Man muss es in brutaler Offenheit sagen: Familie ist etwas Wunderbares. Nachdem vor wenigen Wochen erst meine Nichte in Frankfurt zu Besuch war, überraschte mich meine Schwester zum Geburtstag mit einem ganz besonderen Geschenk. Eine Domdachführung wollte sie für mich organisieren, also eine Führung durch die Bereiche des Kölner Doms, in denen die Dombauhütte ihren Dienst tut und die normalerweise für die Öffentlichkeit nicht so leicht zugänglich sind.
Das einzige Problem, das sich dabei ergab: Es stellte sich recht bald heraus, dass Domdachführungen sehr beliebt sind – und so waren die Optionen, die zur Verfügung standen, einen Wochenend-Termin frühestens Ende Oktober zu ergattern, oder einen Wochentag zu nutzen, um sich auf den Dom führen zu lassen. Natürlich entschied ich mich für die zweite Variante, schließlich wollte ich mein Geschenk ja zeitnah in Empfang nehmen. Also wurde flugs ein Urlaub eingeplant, da die Führung am 15. Mai stattfinden sollte.

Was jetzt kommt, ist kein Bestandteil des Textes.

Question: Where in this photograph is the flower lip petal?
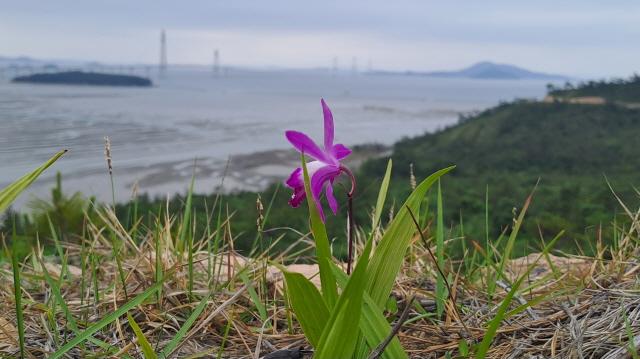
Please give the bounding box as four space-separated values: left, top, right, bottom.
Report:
285 167 304 189
320 99 334 151
311 165 340 200
325 181 338 215
331 143 351 160
285 131 329 162
289 187 307 208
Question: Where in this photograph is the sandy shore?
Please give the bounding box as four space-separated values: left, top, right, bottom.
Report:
127 145 390 193
13 145 391 209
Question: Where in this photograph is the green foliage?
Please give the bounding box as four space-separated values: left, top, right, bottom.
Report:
547 74 640 103
49 283 162 359
0 150 67 213
283 162 453 358
127 313 158 359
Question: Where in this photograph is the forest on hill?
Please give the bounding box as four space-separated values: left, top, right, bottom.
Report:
4 77 640 256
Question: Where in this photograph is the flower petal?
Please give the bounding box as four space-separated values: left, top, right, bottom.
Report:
285 167 304 189
325 181 338 214
311 165 340 201
285 131 328 161
332 143 351 160
289 187 307 208
320 99 334 151
285 167 306 208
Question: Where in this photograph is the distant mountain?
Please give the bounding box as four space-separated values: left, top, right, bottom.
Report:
416 61 568 80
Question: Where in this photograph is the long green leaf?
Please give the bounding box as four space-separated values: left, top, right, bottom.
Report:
160 294 211 358
36 256 129 358
127 313 158 359
0 150 67 213
301 155 338 309
367 166 455 308
331 264 408 359
475 233 560 359
11 239 25 358
372 159 393 231
49 282 162 359
436 179 447 318
282 271 329 348
314 239 373 359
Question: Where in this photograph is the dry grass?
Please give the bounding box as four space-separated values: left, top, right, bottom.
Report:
0 201 640 358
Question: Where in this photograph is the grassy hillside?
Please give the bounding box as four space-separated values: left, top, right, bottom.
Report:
549 75 640 103
360 102 640 253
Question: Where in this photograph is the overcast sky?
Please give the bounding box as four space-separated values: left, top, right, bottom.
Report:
0 0 640 77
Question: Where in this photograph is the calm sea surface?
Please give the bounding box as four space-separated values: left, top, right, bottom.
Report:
0 69 545 202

Jetzt ist nicht nur Familie, sondern auch Heimat an sich wunderbar. Also verbrachte ich das komplette Wochenende, von Samstag bis Dienstag, in Bonn im Kreise einiger meiner Lieblingsmenschen: Am Samstag erst den Nachmittag mit einem guten Freund im Garten zu verbringen, um danach die Nachbarn in der kleinen Kneipe an der Ecke zu besuchen, das hat schon sehr viel Spaß gemacht. Der Wirt der Kneipe hat schon mit meiner Schwester im Sandkasten gespielt, und insofern kann man wohl sagen, er gehört zur Familie, irgendwie. Der Muttertag am Sonntag verlief dann auch sehr harmonisch, zwei Mütter gab’s in der Familie zu feiern, beiden wurde von ihren Kindern in angemessener Form gedankt.
Am Montag fuhren wir dann gemeinsam mit öffentlichen Verkehrsmitteln nach Köln, um uns den Backstage-Bereich des Doms anzusehen. Am frühen Abend trafen wir unsere Führerin vor dem Hauptportal des Doms, und mit dem Lastenaufzug ging es zunächst ins „Zwischengeschoss“. Hier hatten wir Gelegenheit, uns die Fenster des Doms aus nächster Nähe anzusehen – und den Innenraum des Doms aus einer Perspektive zu betrachten, die man so normalerweise nicht hat. Schon hier merkte ich: Es hatte sich gelohnt, die Kamera mitzunehmen. Viel gab es zu sehen, es wäre ein Jammer gewesen, das nicht im Bild festzuhalten. Viel gab es allerdings auch zu hören. Wenn sie nicht gerade die technischen Aspekte von Dombau und -erhaltung für Besucher erläuterte, arbeitete unsere Führerin als Kunstglaserin für die Dombauhütte, und so konnten wir von ihr besonders viel über die Fenster des Doms erfahren – und zwar sowohl über ihre Herstellung im Mittelalter und die Bedeutung, die sie damals für die Menschen hatten, als auch über die technischen Aspekte, die bei ihrem Erhalt für die Nachwelt zu berücksichtigen sind.
Dabei betonte sie immer wieder, dass die Führerinnen und Führer, die den jeweiligen Besuchern diesen Teil des Doms zeigen, durchaus unterschiedliche handwerkliche Hintergründe haben. Deshalb könnte bei einer anderen Führung durchaus ein anderer technischer Aspekt im Vordergrund stehen. Sicher wäre es auch interessant, von einem Steinmetz Näheres dazu zu erfahren, wie dieser Teil der Bausubstanz des Doms erhalten wird.
Eineinhalb Stunden dauerte die Führung, und am Ende hatten alle Beteiligten das Gefühl, viel gesehen und gelernt zu haben. Und das Gefühl, dass es sicher noch viel mehr zu lernen und erkunden gibt. Wir hatten ja quasi nur an der Oberfläche gekratzt. Außerdem wurden wir darauf hingewiesen, dass auch die Dombaufreunde dazu beitragen, die Kosten für Erhalt und Pflege des Kölner Doms zu finanzieren. Ich teile hier den Link, weil ich denke, der Zentral-Dombau-Verein leistet eine Arbeit, die kulturell und gesellschaftlich wichtig und unterstützenswert ist. Schließlich ist auch der Dom für viele Kölner ein Stück Heimat, das für kommende Generationen zu erhalten lohnt.